A drop-in product was born by taking the ESIG signing solution and combining it with the RSA algorithm. Gaston’s team named the software “DBsign,” as in “Database Signing.” Gaston’s solution signs the data as it resides in the database. The philosophy behind DBsign(R) is that the data can be presented in any format or font. However, the signature will still be verified because the database information is signed, not the stale, online formatted document. Gaston also adopted the term “digital signature” for his solution because “electronic signature” broadly includes signatures that do not involve encryption.
When Northrop Grumman chose DBsign as the signature methodology for the Defense Travel System, it became the de facto standard for the Department of Defense, and the rest is history.
Gaston’s Additional Accomplishments and Milestones
In addition to pioneering the first digital signature solution and receiving the first GAO sanctioning of digital signature implementation as “legally binding,” Gaston’s list of achievements is numerous and includes the following: providing key input to DoD Public Key Infrastructure (PKI) Roadmap (2000); receiving first Joint Interoperability Test Command (JITC) certification of a digital signature solution (2001); having his digital signature solution selected for DoD-wide deployment (2003); receiving the first National Information Assurance Partnership (NIAP) Common Criteria Evaluation and Validation (CCEVS) Assessment (2005); received the NIAP CCEVS validation for a second time (2011); developing digital signatures for mobile devices (2016); deploying digital signature solutions to cloud technologies (2018); and received the Cybersecurity Maturity Model Certification (CMMC) Level 2 Assessment (2023).
Gaston’s Hobbies
One of his hobbies is maintaining the Sim Corder/Harrison Mill, which he restored in 2005. It was built by Sim Corder at the start of the 1900s and run by Gaston’s great-grandfather, George Harrison. It was decommissioned, and his grandfather sold the waterwheel in 1939. Gaston found the original waterwheel, repurchased it, and moved it back to the mill, restoring it to its original position. In an article by David Haynes, a freelance writer from Blount Springs, Grady’s Mill was featured in the October 2009 issue of Alabama Living. To see the mill, take Highway 99 northwest of Athens, Alabama, and go about 15 miles to the Salem community. The mill is on Gaston’s farm at the bottom of the hill past the community.
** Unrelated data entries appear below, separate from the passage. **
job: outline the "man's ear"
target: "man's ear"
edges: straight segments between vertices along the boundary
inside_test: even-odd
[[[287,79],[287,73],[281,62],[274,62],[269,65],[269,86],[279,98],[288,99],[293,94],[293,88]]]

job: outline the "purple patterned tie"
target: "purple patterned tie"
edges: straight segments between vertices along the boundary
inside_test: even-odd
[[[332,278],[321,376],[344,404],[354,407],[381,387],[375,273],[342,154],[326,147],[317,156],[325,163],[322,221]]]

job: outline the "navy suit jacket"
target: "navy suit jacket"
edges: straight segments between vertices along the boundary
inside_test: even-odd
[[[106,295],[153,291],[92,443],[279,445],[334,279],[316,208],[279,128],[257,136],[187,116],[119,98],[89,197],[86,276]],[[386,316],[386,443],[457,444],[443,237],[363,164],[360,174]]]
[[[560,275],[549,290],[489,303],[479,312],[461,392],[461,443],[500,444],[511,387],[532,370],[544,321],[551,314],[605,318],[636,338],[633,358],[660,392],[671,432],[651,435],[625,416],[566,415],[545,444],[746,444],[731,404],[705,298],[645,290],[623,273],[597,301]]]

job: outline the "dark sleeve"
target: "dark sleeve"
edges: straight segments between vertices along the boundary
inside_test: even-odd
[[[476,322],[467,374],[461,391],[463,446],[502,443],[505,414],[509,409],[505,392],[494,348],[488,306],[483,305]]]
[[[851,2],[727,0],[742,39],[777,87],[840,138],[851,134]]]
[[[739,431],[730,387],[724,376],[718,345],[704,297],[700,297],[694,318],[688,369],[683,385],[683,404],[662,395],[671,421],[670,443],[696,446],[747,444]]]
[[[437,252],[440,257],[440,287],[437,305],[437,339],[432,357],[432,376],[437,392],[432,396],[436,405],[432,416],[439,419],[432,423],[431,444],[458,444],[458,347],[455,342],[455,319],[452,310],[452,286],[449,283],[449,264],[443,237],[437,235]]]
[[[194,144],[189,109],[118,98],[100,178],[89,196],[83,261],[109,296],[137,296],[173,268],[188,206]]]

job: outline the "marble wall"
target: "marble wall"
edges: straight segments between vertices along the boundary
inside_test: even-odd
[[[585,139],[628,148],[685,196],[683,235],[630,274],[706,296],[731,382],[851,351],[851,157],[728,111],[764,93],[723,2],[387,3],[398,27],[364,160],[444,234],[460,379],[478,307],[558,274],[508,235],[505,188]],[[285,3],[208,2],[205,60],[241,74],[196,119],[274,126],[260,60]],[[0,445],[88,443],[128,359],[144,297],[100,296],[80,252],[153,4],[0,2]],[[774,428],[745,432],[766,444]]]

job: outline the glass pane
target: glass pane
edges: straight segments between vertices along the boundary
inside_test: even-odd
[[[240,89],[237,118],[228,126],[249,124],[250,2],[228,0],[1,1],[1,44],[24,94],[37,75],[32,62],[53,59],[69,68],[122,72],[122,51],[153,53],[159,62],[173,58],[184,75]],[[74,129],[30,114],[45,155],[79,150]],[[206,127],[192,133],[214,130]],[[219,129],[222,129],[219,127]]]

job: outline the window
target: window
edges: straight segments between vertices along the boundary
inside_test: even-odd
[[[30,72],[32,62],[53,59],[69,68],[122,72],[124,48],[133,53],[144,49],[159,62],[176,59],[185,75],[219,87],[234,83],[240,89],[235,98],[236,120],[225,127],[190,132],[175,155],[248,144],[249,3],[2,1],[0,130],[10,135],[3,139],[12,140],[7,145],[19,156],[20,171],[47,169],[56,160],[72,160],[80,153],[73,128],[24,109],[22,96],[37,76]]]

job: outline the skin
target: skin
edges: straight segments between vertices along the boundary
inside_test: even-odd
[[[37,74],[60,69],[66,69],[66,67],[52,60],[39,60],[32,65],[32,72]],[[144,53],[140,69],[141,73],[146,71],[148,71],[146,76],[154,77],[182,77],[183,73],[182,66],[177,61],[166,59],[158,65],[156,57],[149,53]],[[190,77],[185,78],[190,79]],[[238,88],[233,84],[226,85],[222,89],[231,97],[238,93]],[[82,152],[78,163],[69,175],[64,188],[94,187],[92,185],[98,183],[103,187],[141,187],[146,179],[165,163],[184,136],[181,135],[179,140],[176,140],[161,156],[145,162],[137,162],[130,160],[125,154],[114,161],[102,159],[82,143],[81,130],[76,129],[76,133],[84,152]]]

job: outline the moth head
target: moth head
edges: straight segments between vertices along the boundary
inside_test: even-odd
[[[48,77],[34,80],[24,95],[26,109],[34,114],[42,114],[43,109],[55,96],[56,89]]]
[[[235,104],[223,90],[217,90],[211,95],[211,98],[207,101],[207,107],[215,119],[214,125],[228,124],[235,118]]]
Another of Gaston’s hobbies is fitness. Having been a runner-up in Athlete of the Year in elementary school many years ago, he realized he had exceptional upper body strength for his size. He was on the wrestling team in high school and could bench press 175 lbs while weighing only 120 lbs. Recently, he read that only 17% of gym-going males can bench 225 lbs, so he made it his goal to do so. He is probably among the much smaller percentage of males over 60 who can do so. Part of his exceptional benching ability is due to a commitment he made at the age of 30. He decided that he would always strive to do his age in push-ups on his birthday. He had not failed, even on a birthday in his mid-50s when he had separated his shoulder just 8 weeks prior. An added benefit is heart health. An article written in 2019 at the Harvard School of Public Health states that men who can do 40 push-ups have a significantly lower risk of cardiovascular disease.